Semblanza de la higuera

Miguel-Anxo Murado
Miguel-Anxo Murado VUELTA DE HOJA

OPINIÓN

ED

28 feb 2021 . Actualizado a las 05:00 h.

El miércoles pasado se plantó una higuera en el huerto del Parlamento de Galicia. No una higuera cualquiera, sino un esqueje del famoso espécimen que adorna la Casa-Museo de Rosalía en Padrón, y que la tradición quiere que fuese precisamente una de las «figueiriñas que prantei» a las que se refiere la poetisa en Adiós ríos. En ese poema, la higuera es una de las veinticuatro cosas que dice que va a echar de menos ese emigrante trasunto de la propia Rosalía. Siempre pensé que con ese elenco de nostalgias se podría hacer en algún lugar un «jardín rosaliano» en miniatura, un parque temático infantil como el Portugal dos pequeninhos que hay cerca de Coímbra: una fuente, un arroyo pequeño, un huerto, un pinar, un camino entre el maíz, un molino de agua, una iglesita con campanas «trimbradoras»… Pero, de momento, me parece muy apropiada esta iniciativa por el Día de Rosalía; entre otras cosas porque la higuera, aunque longeva, no es inmortal. La de la Casa-Museo de Miguel Hernández, otra higuera de poeta, la han clonado hace un par de años para preservar esa musa de veinte de sus poemas; la de Rosalía, si de verdad la plantó ella, debe estar también ya acercándose a su final.

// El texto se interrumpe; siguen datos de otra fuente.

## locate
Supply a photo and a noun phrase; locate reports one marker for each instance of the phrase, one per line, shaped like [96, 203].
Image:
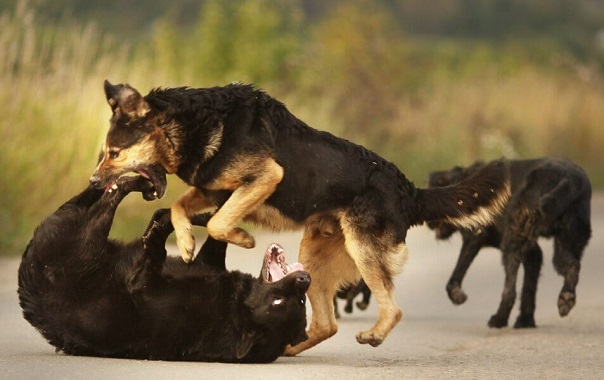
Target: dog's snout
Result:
[302, 281]
[95, 180]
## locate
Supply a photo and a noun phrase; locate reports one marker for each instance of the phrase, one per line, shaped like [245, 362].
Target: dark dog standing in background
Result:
[89, 295]
[550, 198]
[349, 293]
[248, 158]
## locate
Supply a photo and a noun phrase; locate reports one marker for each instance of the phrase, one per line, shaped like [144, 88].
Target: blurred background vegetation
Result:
[426, 84]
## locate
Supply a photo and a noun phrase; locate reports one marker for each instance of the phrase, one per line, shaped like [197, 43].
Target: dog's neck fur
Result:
[193, 122]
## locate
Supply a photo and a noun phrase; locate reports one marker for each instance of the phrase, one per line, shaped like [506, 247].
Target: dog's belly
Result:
[270, 217]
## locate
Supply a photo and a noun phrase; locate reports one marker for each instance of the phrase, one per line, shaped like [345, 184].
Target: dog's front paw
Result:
[291, 351]
[369, 337]
[566, 302]
[456, 294]
[237, 236]
[186, 244]
[497, 322]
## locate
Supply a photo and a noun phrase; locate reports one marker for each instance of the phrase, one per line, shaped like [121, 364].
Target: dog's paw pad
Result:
[457, 295]
[525, 321]
[186, 246]
[497, 322]
[566, 302]
[370, 338]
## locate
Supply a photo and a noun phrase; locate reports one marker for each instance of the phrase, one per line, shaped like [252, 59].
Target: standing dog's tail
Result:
[473, 202]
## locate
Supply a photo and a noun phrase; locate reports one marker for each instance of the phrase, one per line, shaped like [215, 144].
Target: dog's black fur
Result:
[550, 198]
[349, 293]
[90, 295]
[249, 157]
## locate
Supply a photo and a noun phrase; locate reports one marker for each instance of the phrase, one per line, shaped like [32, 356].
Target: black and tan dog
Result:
[90, 295]
[250, 159]
[550, 198]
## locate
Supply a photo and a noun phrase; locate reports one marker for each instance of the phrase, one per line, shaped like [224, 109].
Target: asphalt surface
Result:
[435, 340]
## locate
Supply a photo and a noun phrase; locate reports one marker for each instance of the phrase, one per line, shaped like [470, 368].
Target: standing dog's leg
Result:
[567, 255]
[378, 258]
[258, 181]
[514, 249]
[322, 253]
[532, 266]
[181, 213]
[469, 249]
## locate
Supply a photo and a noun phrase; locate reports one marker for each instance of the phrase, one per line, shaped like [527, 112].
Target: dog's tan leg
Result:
[325, 258]
[378, 260]
[246, 197]
[181, 211]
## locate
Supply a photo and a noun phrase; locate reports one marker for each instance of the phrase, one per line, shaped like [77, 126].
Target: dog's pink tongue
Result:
[277, 266]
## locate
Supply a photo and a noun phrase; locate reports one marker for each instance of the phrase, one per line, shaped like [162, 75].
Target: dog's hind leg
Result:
[514, 249]
[567, 255]
[532, 267]
[469, 249]
[323, 255]
[378, 258]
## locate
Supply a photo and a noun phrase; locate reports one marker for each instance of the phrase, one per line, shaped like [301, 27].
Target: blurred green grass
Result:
[421, 103]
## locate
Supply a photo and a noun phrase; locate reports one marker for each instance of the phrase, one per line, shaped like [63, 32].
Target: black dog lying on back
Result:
[90, 295]
[550, 198]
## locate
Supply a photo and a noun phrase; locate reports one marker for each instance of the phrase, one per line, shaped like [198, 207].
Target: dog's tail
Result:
[471, 203]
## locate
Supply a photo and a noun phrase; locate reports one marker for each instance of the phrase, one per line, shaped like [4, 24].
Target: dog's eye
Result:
[278, 301]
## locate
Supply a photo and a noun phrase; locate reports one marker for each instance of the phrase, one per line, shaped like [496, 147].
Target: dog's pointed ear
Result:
[124, 99]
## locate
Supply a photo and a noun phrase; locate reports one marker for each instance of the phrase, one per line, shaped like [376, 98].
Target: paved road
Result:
[435, 340]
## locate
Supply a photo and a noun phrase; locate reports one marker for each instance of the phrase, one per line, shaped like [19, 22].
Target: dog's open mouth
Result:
[155, 174]
[275, 267]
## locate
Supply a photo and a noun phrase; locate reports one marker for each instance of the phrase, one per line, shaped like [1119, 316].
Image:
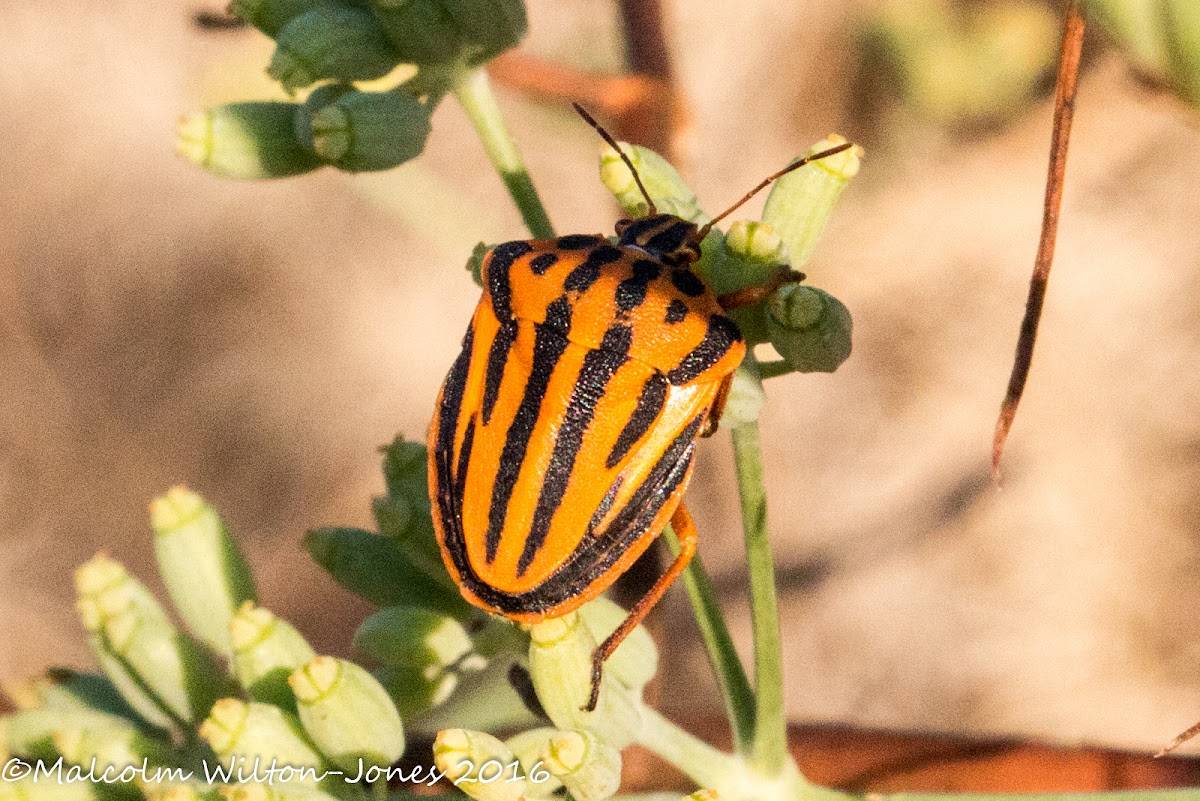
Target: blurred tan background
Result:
[259, 341]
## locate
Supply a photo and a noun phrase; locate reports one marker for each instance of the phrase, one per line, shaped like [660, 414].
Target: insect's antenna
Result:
[612, 143]
[807, 160]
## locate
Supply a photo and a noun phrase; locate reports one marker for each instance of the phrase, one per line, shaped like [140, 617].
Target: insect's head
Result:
[673, 240]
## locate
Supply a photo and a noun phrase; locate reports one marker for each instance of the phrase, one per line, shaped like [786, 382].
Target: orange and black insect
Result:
[563, 437]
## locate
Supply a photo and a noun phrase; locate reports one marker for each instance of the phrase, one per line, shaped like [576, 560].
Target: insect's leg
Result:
[685, 530]
[714, 413]
[751, 295]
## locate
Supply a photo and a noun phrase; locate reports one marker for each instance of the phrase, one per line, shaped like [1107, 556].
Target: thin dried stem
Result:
[1063, 113]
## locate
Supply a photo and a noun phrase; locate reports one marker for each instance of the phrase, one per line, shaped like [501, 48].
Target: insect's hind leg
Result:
[684, 529]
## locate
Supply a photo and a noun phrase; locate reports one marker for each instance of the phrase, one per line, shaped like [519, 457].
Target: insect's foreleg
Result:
[685, 530]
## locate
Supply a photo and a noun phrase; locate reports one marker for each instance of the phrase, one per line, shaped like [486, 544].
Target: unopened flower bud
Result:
[479, 765]
[245, 140]
[244, 734]
[265, 651]
[809, 327]
[160, 670]
[347, 714]
[527, 747]
[376, 568]
[561, 664]
[365, 132]
[587, 765]
[202, 566]
[802, 202]
[331, 43]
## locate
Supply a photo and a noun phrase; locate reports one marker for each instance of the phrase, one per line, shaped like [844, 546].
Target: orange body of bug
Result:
[563, 437]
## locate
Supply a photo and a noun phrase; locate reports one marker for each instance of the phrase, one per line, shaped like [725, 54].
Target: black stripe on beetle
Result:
[498, 287]
[497, 357]
[587, 273]
[577, 241]
[598, 368]
[649, 405]
[547, 348]
[543, 263]
[688, 282]
[720, 336]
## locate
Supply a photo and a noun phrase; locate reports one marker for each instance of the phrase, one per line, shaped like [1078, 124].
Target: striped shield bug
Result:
[563, 435]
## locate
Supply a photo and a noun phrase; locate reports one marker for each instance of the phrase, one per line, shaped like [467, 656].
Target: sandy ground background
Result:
[259, 341]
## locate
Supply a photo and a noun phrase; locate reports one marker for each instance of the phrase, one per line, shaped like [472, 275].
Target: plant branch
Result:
[769, 752]
[731, 676]
[473, 91]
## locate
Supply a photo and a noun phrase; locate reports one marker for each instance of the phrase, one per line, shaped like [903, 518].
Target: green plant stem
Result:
[731, 676]
[473, 91]
[768, 754]
[702, 763]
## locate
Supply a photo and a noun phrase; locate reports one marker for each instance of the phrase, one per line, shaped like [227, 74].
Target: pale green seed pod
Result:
[204, 571]
[527, 747]
[802, 202]
[747, 396]
[561, 664]
[161, 672]
[635, 662]
[479, 765]
[667, 188]
[245, 140]
[809, 327]
[445, 31]
[363, 132]
[586, 764]
[347, 714]
[265, 651]
[330, 43]
[424, 655]
[243, 733]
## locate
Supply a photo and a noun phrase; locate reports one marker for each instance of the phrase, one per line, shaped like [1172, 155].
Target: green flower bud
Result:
[527, 747]
[245, 140]
[243, 733]
[802, 202]
[635, 662]
[561, 664]
[588, 766]
[28, 789]
[112, 746]
[347, 714]
[161, 672]
[330, 43]
[376, 568]
[270, 16]
[424, 652]
[479, 765]
[809, 327]
[671, 194]
[265, 651]
[365, 132]
[202, 566]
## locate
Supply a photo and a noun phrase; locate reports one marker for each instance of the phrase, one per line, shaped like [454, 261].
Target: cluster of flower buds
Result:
[327, 47]
[808, 327]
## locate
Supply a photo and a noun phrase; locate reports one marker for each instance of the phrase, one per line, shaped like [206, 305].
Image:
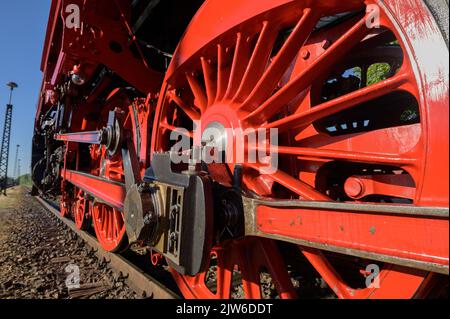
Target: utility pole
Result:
[4, 150]
[18, 172]
[16, 161]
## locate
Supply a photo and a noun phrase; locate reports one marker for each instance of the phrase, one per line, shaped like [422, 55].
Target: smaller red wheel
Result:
[109, 227]
[81, 211]
[65, 206]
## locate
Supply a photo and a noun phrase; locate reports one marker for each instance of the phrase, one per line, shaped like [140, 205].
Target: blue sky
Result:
[22, 30]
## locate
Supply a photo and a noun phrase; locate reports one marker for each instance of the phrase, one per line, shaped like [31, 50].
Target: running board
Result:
[103, 190]
[410, 236]
[93, 137]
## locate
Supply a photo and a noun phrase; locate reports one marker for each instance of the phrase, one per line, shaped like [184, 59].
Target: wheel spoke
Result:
[223, 72]
[199, 94]
[339, 104]
[258, 61]
[278, 67]
[210, 80]
[189, 111]
[240, 60]
[323, 63]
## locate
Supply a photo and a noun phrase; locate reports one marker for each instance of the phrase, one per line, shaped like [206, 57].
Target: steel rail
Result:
[136, 279]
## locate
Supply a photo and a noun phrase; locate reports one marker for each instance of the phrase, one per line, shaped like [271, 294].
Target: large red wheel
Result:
[359, 106]
[109, 222]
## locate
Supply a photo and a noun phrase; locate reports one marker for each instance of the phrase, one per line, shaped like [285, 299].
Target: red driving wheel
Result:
[109, 222]
[344, 84]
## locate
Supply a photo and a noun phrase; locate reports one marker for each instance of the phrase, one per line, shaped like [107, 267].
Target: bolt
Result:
[354, 187]
[326, 44]
[305, 54]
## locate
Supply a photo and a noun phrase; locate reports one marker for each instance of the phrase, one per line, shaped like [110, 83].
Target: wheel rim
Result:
[109, 227]
[237, 81]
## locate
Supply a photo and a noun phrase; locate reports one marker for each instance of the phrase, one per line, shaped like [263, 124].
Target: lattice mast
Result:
[4, 150]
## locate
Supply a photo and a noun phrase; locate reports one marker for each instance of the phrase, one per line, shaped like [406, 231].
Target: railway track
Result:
[142, 283]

No sé qué les inspirará a nuestros parlamentarios la venerable sombra de la higuera. A Buda le indujo sus visiones místicas, y en Roma dio origen a toda una civilización, porque fue bajo una higuera que la Loba Capitolina amamantó a Rómulo y Remo. A un tronco de higuera le debemos que Ulises no muriese ahogado en el Canto XII a mitad de la Odisea, aunque luego le llevase a la isla de la siniestra Calipso). La higuera está en todas partes: desde el escudo de Indonesia al de Abegondo (el «figueiral figueirido» que cantó Pondal). Está en los bajorrelieves de los templos de los egipcios, que entrenaban monos para recoger sus frutos, los cuales se llevaban luego consigo los faraones para alimentarse en el largo camino al otro mundo. La eternidad tendría, pues, para ellos sabor a higos, y sin duda lo tuvo para Cleopatra, a la que el áspid que le mordió el dedo le llegó en una cesta llena de ellos. En fin, la higuera, y no el manzano, es el auténtico árbol del Bien y del Mal del que habla el Génesis, como lo entendió correctamente Miguel Ángel. En el techo de la Capilla Sixtina lo pintó como una higuera, y yo, al verlo, siempre he supuesto que se debió inspirar en las que hay en Carmignano, cerca de su nativa Florencia, célebre por sus higos secos, o al menos lo era en mi juventud cuando me comí unos allí, precisamente bajo la sombra densa del árbol. No me inspiró visiones, pero sí una sensación de tranquilidad, como me la inspira la que cuida mi tío José Ángel en Guísamo. «A la sombra de su propia higuera», se dice en Oriente Medio cuando se quiere decir que se está en la gloria.

Así que, aprovechando su llegada al legislativo gallego, quería yo escribirle esta pequeña y apresurada semblanza a la higuera, ese árbol cuyo fruto es dulce aunque a veces nazca fecundado por las avispas que se quedan atrapadas en él. Recuerdo que cuando éramos pequeños los niños mayores nos decían que si un higo salía crujiente era por eso. Y aunque luego he sabido que en realidad lo que crujen son las semillas, me ha quedado para siempre esa idea de que la higuera es un árbol a la vez hermoso y trágico como la vida misma. En fin, el árbol del Bien y del Mal.